Which brings to me to what began my battle with my Christianity in the first place. I do not trust man any more. I do not trust (many) spiritual leaders, having been not only bent, but completely broken by them.** I tried it on my own, to live a life aside from the church, but what I found was, again, cyclical. Excited about the Bible and returning, and then wandering. Losing it and then feeling bad about it. It’s not worth it. It’s destructive to who I am.

My world view has been (since I was 13, and before) shaped by the Bible. My rights and wrongs, my understanding of mercy and compassion come from there too. What I find (now) is that there is morality outside of Christianity. That these concepts apply. And now that I am accountable to myself, and not some other being, that morality is somehow more authentic.*

“I am done with it.” The release of pressure is astonishing.

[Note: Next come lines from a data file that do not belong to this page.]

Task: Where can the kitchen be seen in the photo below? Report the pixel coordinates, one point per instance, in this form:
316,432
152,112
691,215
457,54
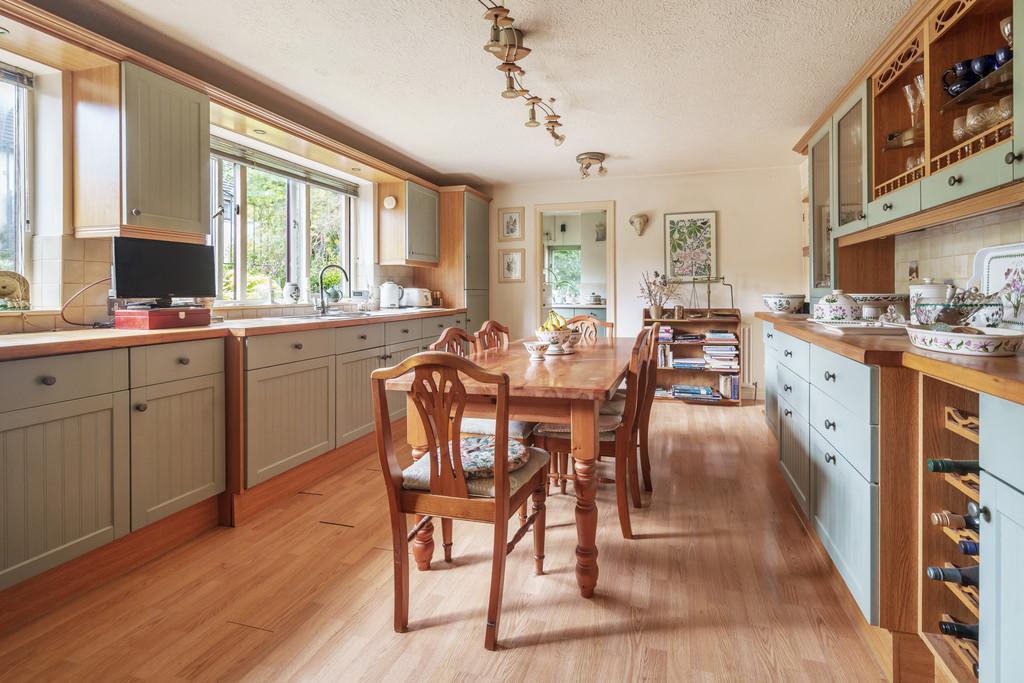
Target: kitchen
198,328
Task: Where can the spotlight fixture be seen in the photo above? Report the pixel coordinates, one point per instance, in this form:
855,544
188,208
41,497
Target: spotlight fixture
587,161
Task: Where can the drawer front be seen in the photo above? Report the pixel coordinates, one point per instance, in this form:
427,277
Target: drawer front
357,338
402,331
52,379
794,353
846,518
166,363
978,173
853,384
795,390
269,350
894,205
999,435
853,436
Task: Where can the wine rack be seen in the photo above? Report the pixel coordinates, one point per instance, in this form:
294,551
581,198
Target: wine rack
949,431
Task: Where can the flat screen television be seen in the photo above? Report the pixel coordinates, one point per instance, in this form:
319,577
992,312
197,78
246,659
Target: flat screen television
150,268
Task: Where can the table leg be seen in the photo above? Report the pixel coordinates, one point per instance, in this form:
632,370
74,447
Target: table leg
585,449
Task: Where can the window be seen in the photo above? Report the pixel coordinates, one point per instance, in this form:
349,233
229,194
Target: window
14,92
274,225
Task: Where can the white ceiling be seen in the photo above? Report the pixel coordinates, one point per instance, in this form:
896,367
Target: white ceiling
660,86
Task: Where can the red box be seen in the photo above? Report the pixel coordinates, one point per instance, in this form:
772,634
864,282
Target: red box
161,318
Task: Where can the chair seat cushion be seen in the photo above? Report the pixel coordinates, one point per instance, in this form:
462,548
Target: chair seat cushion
417,475
485,426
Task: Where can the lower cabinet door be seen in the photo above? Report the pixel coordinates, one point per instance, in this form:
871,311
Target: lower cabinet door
64,482
793,453
846,518
177,446
355,401
1001,590
290,416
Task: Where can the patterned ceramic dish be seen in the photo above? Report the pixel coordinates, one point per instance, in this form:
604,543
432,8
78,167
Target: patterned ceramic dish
991,341
783,303
837,306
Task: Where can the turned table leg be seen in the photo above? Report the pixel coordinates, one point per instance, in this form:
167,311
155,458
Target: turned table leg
585,449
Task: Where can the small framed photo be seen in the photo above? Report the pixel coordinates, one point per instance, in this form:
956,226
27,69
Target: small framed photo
510,223
511,262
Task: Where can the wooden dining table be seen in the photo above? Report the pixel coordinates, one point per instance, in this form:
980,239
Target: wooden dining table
566,389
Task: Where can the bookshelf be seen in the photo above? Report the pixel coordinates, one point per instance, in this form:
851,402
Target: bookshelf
694,322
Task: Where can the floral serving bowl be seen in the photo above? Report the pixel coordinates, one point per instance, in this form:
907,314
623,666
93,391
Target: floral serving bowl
783,303
837,306
989,341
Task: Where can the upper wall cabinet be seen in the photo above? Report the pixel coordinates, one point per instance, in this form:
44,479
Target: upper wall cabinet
141,156
409,225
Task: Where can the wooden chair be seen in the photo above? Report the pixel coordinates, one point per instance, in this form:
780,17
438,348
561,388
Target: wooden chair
619,435
588,327
455,340
492,335
438,484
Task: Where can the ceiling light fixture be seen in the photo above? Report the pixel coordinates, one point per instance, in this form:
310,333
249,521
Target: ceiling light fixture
506,43
587,161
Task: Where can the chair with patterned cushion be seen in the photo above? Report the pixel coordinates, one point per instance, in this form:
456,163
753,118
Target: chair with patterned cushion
619,434
483,479
589,327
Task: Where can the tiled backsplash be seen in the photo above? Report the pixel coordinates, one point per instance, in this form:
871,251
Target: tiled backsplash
946,252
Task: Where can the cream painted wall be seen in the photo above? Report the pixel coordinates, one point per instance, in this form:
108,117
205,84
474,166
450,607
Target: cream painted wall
759,239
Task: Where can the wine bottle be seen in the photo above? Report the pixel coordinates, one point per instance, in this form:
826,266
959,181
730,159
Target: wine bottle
957,630
962,575
953,466
969,547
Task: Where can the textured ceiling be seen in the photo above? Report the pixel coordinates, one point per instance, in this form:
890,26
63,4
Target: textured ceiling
660,86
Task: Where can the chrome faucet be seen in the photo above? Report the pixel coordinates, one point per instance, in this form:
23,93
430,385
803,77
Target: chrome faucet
322,309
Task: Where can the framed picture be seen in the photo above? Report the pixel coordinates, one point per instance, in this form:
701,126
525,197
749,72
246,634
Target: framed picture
690,246
510,223
511,263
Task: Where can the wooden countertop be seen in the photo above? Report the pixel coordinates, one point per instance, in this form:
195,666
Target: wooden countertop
37,344
998,377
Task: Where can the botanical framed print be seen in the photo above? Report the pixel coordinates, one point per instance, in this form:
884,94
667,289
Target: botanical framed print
511,262
690,246
510,223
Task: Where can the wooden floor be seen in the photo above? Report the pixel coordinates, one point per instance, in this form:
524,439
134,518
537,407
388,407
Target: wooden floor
723,584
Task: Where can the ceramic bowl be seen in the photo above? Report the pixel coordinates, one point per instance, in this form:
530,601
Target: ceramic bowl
783,303
875,304
991,341
838,306
537,349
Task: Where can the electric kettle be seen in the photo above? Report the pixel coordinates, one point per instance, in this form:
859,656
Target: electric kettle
391,295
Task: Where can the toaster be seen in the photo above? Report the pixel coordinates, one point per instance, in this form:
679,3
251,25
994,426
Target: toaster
415,296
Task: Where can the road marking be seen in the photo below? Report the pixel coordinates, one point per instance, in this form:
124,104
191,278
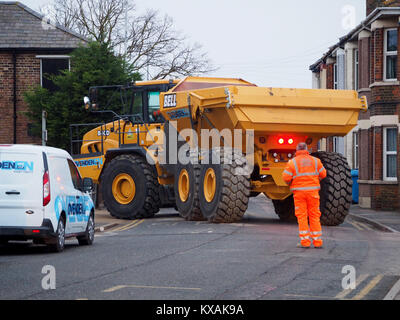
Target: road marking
113,289
345,292
372,284
393,292
128,226
356,225
306,296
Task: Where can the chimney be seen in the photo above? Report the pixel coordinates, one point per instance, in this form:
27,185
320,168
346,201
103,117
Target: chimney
372,4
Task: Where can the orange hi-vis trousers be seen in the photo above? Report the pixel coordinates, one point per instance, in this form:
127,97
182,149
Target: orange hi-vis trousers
307,210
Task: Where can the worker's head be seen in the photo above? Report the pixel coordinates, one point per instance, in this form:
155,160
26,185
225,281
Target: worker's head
301,146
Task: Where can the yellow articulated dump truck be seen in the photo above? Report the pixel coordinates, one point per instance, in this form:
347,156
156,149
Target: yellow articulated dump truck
206,145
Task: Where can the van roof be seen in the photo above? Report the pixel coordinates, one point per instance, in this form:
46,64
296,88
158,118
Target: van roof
35,149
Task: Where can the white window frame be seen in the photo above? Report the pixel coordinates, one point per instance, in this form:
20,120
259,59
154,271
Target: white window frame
387,54
356,68
356,150
335,76
387,153
52,57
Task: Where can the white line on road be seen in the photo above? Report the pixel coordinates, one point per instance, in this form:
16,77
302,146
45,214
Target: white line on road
393,292
345,292
113,289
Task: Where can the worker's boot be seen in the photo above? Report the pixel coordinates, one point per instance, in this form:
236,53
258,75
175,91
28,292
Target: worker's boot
299,245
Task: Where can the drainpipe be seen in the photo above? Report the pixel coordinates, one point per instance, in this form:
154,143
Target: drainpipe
15,96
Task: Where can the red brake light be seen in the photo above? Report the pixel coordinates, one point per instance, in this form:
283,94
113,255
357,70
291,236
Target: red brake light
46,189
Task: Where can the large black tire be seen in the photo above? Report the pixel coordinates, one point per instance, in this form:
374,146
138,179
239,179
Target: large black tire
88,238
146,201
336,188
186,187
232,187
285,209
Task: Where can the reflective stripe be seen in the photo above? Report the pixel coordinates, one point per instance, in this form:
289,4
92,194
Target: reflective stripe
316,166
289,173
295,167
306,174
306,188
315,173
316,233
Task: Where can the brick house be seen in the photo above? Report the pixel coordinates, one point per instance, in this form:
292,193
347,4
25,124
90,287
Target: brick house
30,48
366,60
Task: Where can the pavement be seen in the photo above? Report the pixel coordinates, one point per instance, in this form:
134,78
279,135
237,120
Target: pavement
385,221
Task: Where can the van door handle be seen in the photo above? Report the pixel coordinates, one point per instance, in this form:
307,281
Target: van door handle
12,192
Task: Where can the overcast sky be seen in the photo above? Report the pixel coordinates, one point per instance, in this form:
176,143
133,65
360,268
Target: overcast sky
270,43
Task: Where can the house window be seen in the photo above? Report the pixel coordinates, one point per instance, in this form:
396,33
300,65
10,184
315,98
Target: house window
390,55
355,151
390,153
356,69
49,66
335,76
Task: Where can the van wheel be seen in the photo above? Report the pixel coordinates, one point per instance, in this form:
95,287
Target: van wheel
130,188
59,243
88,238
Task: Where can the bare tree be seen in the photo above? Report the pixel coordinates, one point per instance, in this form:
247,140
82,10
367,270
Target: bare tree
149,42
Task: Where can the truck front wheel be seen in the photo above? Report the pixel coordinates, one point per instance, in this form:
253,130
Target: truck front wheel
186,189
336,188
224,187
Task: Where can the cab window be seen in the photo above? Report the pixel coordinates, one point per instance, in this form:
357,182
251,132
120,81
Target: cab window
154,107
137,104
76,178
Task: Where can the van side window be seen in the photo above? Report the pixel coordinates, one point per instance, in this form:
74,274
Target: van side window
59,167
76,178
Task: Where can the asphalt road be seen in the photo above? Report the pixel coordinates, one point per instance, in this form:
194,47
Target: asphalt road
169,258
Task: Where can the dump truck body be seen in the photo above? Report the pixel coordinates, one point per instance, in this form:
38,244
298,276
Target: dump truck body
263,125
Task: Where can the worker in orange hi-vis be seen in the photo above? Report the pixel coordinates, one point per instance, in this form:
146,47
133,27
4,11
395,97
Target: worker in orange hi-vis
303,173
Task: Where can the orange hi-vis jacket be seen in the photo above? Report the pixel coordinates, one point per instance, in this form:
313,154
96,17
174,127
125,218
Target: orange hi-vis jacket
304,172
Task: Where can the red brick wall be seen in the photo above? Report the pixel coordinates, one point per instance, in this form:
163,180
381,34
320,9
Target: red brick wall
372,4
329,76
28,75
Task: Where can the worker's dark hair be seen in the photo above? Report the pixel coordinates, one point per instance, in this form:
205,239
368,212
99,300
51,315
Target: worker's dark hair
301,146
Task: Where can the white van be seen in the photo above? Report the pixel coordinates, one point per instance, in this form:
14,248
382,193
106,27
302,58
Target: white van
42,197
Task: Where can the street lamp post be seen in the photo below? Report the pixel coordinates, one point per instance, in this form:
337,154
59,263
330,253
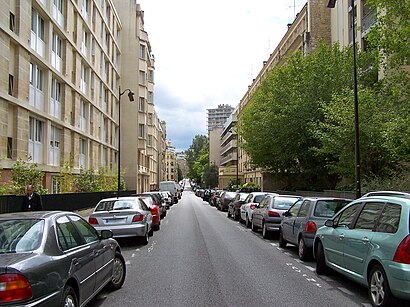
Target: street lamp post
331,4
131,98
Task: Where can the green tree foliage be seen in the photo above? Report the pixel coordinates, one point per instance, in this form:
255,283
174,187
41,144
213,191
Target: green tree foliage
278,124
22,174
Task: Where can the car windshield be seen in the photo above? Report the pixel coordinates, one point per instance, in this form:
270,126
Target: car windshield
258,198
328,208
284,203
20,235
116,205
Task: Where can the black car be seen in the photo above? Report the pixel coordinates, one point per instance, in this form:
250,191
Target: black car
55,258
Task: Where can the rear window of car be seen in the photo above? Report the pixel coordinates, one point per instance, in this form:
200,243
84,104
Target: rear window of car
390,219
328,208
284,203
116,205
20,235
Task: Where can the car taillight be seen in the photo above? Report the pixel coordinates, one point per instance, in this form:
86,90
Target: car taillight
310,226
402,254
92,221
273,214
137,218
14,287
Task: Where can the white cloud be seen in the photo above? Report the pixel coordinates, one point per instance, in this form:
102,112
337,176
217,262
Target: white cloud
207,52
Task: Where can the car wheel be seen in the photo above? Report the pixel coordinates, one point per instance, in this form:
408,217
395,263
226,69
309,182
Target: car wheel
69,298
118,272
379,290
254,228
247,222
303,251
282,241
265,231
321,267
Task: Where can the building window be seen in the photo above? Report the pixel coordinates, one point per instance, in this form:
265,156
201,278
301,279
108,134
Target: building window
150,97
57,52
55,101
141,104
54,150
151,75
84,42
36,87
142,52
9,148
83,84
12,25
11,85
57,12
37,33
141,77
83,115
35,142
82,154
141,130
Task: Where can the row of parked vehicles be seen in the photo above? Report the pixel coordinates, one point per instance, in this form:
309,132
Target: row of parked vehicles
57,258
367,239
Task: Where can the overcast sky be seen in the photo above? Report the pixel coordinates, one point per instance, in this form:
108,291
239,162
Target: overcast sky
206,53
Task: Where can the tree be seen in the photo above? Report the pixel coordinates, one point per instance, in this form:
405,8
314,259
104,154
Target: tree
278,124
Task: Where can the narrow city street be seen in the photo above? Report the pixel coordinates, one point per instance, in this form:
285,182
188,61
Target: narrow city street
199,257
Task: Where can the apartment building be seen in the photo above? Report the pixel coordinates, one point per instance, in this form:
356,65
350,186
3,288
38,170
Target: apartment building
59,86
311,25
229,152
142,133
171,172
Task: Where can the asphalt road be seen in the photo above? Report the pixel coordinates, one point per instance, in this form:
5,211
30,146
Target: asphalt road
199,257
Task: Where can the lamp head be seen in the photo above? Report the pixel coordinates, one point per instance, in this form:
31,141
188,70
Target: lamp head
331,4
131,95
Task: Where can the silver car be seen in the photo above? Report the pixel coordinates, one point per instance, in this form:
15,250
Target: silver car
124,216
251,201
268,214
55,258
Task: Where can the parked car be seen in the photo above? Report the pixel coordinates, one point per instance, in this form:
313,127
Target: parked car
124,216
151,202
225,199
235,205
251,201
159,201
368,241
300,222
268,214
167,198
46,258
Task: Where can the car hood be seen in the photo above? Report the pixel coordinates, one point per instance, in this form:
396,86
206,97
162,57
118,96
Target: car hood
13,260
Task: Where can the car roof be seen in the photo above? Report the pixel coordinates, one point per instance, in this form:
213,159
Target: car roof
388,194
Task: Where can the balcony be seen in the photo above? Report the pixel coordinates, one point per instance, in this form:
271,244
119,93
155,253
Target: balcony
228,158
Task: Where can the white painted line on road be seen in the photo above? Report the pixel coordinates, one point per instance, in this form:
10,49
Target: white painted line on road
344,290
312,269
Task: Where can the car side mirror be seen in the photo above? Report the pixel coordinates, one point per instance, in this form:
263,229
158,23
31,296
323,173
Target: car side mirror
106,234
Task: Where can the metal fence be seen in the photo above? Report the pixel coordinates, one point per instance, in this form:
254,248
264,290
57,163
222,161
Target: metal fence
67,202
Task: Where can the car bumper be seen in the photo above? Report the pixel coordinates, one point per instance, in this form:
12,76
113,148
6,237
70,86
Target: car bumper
398,275
125,230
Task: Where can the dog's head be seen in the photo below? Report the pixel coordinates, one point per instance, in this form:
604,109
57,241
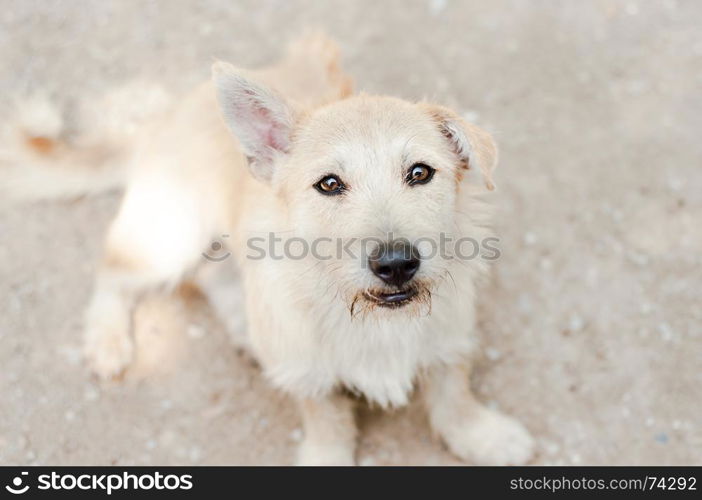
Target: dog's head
370,183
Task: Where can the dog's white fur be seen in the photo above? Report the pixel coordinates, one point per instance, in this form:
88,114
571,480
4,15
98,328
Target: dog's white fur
198,176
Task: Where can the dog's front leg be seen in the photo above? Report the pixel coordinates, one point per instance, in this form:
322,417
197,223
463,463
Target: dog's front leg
330,431
471,431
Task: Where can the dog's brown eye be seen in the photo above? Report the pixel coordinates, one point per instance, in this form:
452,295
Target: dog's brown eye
419,173
330,185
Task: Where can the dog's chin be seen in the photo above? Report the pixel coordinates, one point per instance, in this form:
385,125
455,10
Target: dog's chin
413,300
391,299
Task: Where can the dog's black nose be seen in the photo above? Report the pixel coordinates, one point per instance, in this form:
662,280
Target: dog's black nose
395,263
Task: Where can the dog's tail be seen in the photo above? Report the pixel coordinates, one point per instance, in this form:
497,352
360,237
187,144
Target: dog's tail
38,160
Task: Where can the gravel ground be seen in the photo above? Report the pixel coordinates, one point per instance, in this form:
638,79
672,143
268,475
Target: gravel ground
592,324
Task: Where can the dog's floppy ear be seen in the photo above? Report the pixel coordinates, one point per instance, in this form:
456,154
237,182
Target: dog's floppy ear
474,146
259,117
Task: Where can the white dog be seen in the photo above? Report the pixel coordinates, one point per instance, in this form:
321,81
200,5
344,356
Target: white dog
309,161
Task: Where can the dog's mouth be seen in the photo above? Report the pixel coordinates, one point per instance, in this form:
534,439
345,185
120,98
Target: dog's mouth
391,299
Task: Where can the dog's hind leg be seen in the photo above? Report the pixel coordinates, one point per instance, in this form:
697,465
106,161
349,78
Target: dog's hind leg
158,236
469,429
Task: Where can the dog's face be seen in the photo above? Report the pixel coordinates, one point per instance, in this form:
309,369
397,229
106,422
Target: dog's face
371,184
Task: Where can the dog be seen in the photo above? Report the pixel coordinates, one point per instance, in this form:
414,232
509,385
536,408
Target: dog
289,150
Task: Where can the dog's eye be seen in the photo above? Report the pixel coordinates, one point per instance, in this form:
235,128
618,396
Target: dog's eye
330,185
419,173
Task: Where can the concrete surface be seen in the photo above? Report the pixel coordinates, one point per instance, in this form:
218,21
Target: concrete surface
592,324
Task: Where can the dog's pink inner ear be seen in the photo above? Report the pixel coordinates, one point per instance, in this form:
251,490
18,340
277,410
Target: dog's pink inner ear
474,146
259,118
268,130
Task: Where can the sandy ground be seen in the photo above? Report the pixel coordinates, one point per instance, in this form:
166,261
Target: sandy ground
592,324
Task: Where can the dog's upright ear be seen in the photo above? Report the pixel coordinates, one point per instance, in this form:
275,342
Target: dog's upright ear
259,117
474,146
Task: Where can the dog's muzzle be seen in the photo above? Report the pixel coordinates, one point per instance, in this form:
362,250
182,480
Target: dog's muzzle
395,263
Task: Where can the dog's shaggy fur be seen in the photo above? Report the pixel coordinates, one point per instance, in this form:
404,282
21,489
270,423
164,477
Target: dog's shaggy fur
236,157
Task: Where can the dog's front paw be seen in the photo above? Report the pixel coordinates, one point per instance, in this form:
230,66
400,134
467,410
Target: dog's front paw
324,454
490,438
108,349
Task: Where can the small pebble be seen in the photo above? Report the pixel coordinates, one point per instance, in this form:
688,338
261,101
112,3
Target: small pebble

But what I know is that my heart has, for so long a place, for Christ that I cannot say I am done with Christianity. I am done with religion. I am done with this accountability I cannot satisfy. (This paragraph is filled with contradictory statements).

This is all new, and again, surprising. Now I will see how I live on the other side of it. See if I can live on the other side of it.

*I read that sentiment in the article above and I thought it ridiculous. "Living your life accountable to 'you?' That's dumb." What I find is that living my life to my convictions is more true than living my life to someone else's code--regardless of how fundamental that code was to forming those convictions. I was drawn to Christianity because of a call in my heart. The call was there. Christianity echoed it. It is not chicken and the egg. The truths resided in my heart before.

**There are lots of good people doing good things from pure places in their hearts.